Pertemuan yang berlangsung dari 3-4 Agustus 2010 ini dihadiri oleh lebih dari 200 peserta mewakili 25 negara-negara di kawasan Asia-Pasifik, dimana 17 negara  diantaranya dipimpin oleh Menteri, 13 partner pembangunan, dan organisasi internasional seperti Perserikatan Bangsa-Bangsa (PBB), Bank Dunia, dan Bank Pembangunan Asia.  

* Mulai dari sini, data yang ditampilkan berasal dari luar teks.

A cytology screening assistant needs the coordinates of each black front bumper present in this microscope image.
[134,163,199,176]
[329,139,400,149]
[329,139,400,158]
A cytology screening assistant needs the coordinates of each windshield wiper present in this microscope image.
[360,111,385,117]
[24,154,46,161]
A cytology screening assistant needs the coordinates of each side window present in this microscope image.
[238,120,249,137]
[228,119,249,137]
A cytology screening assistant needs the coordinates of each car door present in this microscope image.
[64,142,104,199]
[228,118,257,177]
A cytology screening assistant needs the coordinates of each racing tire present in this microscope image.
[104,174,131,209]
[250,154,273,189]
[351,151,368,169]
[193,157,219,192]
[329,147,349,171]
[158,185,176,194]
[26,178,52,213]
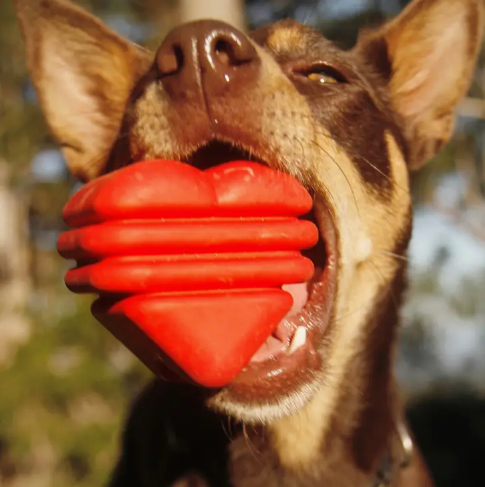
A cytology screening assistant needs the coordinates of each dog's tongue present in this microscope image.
[58,161,318,387]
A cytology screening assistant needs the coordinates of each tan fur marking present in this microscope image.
[267,27,305,52]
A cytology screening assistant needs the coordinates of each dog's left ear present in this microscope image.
[355,0,484,169]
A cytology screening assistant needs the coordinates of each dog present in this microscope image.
[15,0,483,487]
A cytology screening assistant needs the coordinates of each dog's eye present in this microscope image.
[307,71,339,84]
[300,65,347,85]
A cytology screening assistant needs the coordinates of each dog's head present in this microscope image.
[13,0,482,430]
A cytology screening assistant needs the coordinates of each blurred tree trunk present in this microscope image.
[180,0,246,30]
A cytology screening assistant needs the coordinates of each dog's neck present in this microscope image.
[230,271,410,487]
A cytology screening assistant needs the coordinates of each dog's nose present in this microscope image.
[155,20,260,97]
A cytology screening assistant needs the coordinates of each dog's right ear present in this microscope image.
[14,0,152,181]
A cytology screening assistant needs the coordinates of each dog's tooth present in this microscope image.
[287,326,306,355]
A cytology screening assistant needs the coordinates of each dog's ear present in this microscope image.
[14,0,151,181]
[355,0,483,169]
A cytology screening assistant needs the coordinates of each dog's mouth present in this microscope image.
[182,141,336,397]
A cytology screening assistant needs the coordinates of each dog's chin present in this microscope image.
[179,143,337,424]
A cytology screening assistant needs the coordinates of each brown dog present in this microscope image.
[16,0,482,487]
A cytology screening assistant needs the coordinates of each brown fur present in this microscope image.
[16,0,483,487]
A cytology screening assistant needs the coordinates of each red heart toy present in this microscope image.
[58,160,318,388]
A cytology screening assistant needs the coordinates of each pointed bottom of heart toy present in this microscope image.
[92,289,293,388]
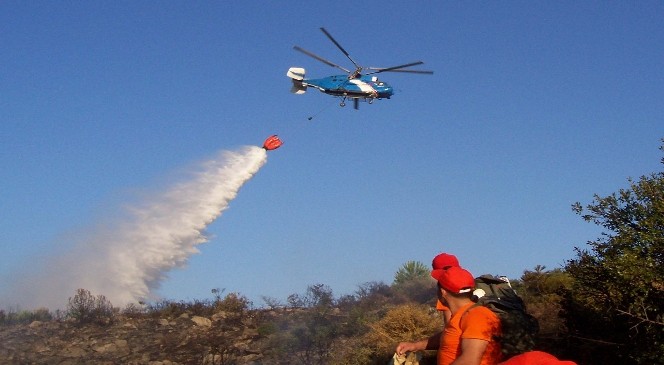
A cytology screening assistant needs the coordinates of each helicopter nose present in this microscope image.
[381,86,394,98]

Pertemuan tingkat Menteri ini bertujuan untuk melihat keberhasilan dan tantangan yang dihadapi oleh kawasan Asia Pasifik dalam mencapai delapan Tujuan Pembangunan Milenium yang dicanangkan oleh PBB sepuluh tahun lalu dengan target yang harus sudah dipenuhi pada 2015.

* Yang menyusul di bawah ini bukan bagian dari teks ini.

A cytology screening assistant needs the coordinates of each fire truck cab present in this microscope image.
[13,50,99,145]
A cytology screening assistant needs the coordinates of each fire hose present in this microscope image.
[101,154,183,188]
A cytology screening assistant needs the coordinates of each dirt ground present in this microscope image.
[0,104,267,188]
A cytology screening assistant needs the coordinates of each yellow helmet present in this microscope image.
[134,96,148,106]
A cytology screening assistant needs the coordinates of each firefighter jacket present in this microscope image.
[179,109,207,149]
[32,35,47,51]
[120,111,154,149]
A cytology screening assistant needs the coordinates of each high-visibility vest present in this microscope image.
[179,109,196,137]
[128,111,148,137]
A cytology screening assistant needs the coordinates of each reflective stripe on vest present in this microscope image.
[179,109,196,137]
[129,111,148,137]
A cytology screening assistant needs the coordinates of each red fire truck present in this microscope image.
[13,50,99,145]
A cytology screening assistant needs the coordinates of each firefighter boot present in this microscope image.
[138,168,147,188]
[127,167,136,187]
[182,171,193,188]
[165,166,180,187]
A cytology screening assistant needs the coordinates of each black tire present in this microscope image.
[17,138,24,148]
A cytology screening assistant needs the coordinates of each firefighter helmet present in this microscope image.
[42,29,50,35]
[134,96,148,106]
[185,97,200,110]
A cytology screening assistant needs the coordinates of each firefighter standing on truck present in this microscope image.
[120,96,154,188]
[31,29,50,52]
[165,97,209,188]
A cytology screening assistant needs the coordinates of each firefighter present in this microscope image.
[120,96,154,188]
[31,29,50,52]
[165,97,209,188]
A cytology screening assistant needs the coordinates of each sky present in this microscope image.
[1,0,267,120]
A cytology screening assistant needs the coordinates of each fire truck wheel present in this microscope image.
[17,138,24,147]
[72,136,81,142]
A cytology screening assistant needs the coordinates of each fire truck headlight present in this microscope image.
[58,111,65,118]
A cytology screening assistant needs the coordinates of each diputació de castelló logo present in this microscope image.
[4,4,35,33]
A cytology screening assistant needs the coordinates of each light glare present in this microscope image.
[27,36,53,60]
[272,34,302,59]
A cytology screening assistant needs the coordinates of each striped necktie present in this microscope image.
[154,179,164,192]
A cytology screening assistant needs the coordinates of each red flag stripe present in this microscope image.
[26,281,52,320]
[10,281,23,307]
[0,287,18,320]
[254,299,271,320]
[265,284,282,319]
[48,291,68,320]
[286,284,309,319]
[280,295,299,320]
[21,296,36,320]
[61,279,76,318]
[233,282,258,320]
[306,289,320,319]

Wakil Presiden RI, Menlu RI dan Mr. Sha Zukang, Under-Secretary-General for Economic and Social Affairs pada acara pembukaan menyampaikan negara-negara di kawasan Asia Pasifik masih banyak menghadapi tantangan dalam mencapai target delapan Tujuan Pembangunan.

Dalam sambutannya, Wapres Boediono mengakatakan, “Bagi Indonesia, MDGs adalah isu yang sangat penting. MDGs merupakan bagian utama dari tujuan rencana pembangunan Indonesia. Lima tahun lalu, pada bulan Agustus 2005 Indonesia menjadi tuan rumah Ministerial Regional Meeting on MDGs in Asia and the Pacific: the Way Forward 2015”.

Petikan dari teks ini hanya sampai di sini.